11.3 The Home of the Future
Like any passionate technologist, I enjoy imagining futuristic visions of plausible technology scenarios. Yet the pragmatic developer in me knows such visions don’t happen overnight. They require incremental steps in a number of related areas. But at some point, all those incremental services, discoveries, and technologies converge and create inflection points that forever alter the course of history.
I have been fortunate to participate in three major technology revolutions in my lifetime. The first was the introduction and rapid evolution of the personal computer in the 1980s. The second was the supernova expansion of the Internet in the 1990s, and the third was the mobile device revolution in the first decade of the twenty-first century.
Technologies are converging. Cloud computing, palm-sized Internet-connected supercomputers, inexpensive network-aware embedded sensors, autonomous controls, cheap storage, and faster compute cycles will lead us to another amazing era of information processing. With all these technology forces and developments meshing together, here is my prediction of a typical domestic day for a technically savvy homeowner (Figure 51, A Smarter Home, circa 2025).

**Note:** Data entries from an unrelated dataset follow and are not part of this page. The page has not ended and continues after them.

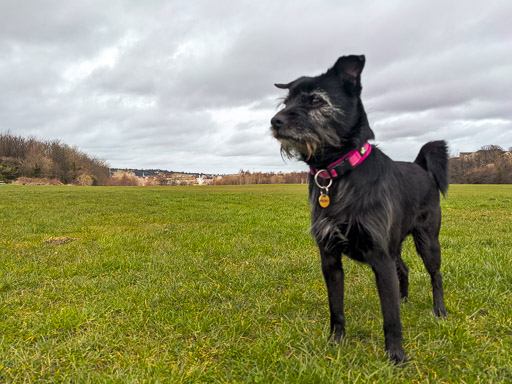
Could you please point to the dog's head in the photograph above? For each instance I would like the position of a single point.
(323, 114)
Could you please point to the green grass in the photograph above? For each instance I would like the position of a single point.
(223, 284)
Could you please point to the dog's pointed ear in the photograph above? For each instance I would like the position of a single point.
(349, 69)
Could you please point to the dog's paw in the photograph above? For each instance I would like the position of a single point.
(397, 356)
(336, 337)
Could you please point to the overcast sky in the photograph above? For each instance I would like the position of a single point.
(188, 85)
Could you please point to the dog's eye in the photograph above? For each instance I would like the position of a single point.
(316, 101)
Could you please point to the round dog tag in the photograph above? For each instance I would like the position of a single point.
(324, 201)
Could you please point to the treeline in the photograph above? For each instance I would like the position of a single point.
(246, 177)
(489, 165)
(30, 158)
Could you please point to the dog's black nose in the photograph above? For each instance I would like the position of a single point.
(278, 121)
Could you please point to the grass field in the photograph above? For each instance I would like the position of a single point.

Figure 51. A Smarter Home, circa 2025
After coming home from a long day at work, Mel’s phone activates the keyless doorway lock that automatically logs the event and video capture to her secure cloud bank. Based on GPS coordinates, Mel’s phone had already called ahead when she was twenty minutes away to tell the HVAC system to turn on the air conditioning. By the time of her arrival, the home was as cool as when she left in the morning.
A parcel is waiting for her on the steps; it’s a box of paper towels that was automatically reordered when the towel dispenser detected it was running low. With the delivery confirmation message, the dispenser’s counter was automatically reset and won’t need to reorder again for a while.

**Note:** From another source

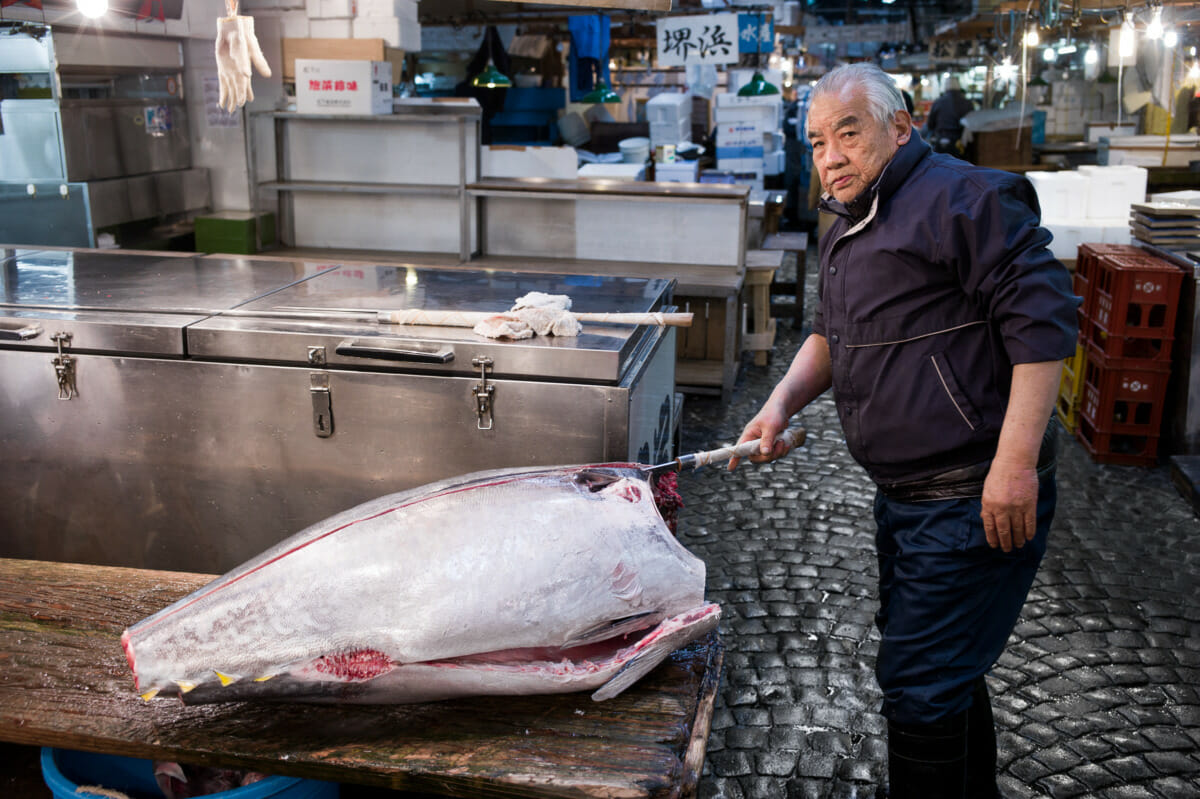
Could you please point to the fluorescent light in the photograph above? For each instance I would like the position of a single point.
(1155, 29)
(93, 8)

She’s carrying a bag of groceries that her refrigerator suggested that she bring home. The sensors in the fridge detected that the tomatoes had only another day before they would start to turn, so Mel decided to pick up some additional ingredients for making spaghetti sauce.
As she prepares the meal by filling up a pot of water to boil for the spaghetti, the faucet sensors ensure that the purity of the water is contaminant-free. If an anomaly is detected, a message is sent to the city’s water reclamation department automatically reporting the issue.

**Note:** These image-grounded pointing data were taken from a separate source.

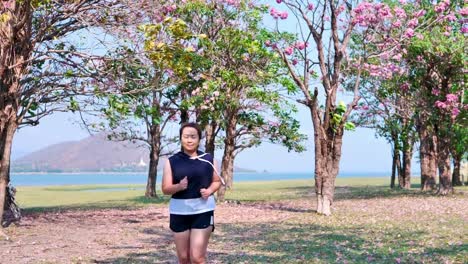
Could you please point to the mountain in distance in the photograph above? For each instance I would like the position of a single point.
(92, 154)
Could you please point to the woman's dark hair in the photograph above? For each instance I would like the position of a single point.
(191, 124)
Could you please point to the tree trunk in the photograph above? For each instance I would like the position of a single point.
(443, 161)
(227, 164)
(210, 137)
(326, 171)
(154, 160)
(406, 169)
(395, 160)
(456, 179)
(428, 158)
(7, 131)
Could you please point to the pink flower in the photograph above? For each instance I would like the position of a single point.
(284, 15)
(400, 12)
(404, 87)
(440, 104)
(451, 17)
(413, 23)
(420, 13)
(397, 57)
(451, 98)
(301, 45)
(397, 24)
(463, 11)
(409, 33)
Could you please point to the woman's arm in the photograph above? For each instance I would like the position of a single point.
(168, 188)
(215, 184)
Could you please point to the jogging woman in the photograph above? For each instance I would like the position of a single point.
(191, 178)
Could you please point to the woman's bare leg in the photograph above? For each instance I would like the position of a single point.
(182, 241)
(198, 244)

After dinner, Mel decides to exercise with a ride on her stationary biking simulator. She usually meets a friend on the prairie road course around this time of day, so she dons her motion-tracking 3D headset, queues up her favorite playlist and starts peddling. The headset has a heart rate, blood pressure, and perspiration monitor built into the strap, and these values are translucently overlaid on top of the pastoral scene of rolling hills of swaying wheat. After a few minutes, her friend’s avatar rides close by and pings her, asking if Mel is available for conversation. Mel acknowledges and the two keep each other company as they log half an hour on their bikes. At the end of the ride, each are credited with 200 energy points as a result of their peddling power feeding electricity back into the grid.
With twilight approaching, photosensors lining the window panes prepare the home’s lighting for the evening by drawing the curtains and activating motion detectors in the rooms. Gone are the days of flipping on and off light switches, unintentionally leaving lights on throughout the home even when no one is in the room. There is an override option when guests are visiting, but most of the time the motion detectors do their job well by turning on and off the lights based on presence. This effective lighting strategy has contributed to even more monthly energy credits as a result.
As she begins to settle in for the evening, Mel asks her television to list new videos that her friends have suggested. Voice control has become the norm with content consumption devices and has steadily improved with filtering algorithms and speaker identification. While the videos play back sequentially, overlays of her online status, message queues, weather forecast, and upcoming schedules can be called upon just by asking the television for that information. The weather dictates what her outfit will be the next day. A warm front is moving in, so Mel’s closet rack automatically queues up via RFID sensors embedded in the clothing hangers a section of appropriate outfits to choose from. It’s going to be a bright, sunny day.
I hope you enjoyed that projection of the future. For those who prefer to invent the future instead of waiting around for it to arrive, the technologies to build such a scenario exist today. With the right mix of cost-effective technology, easy implementation, and effective sales, marketing, and timing, someone is going to bring elements of this future scenario to life and forever change the way people interact with their homes. That person could be you!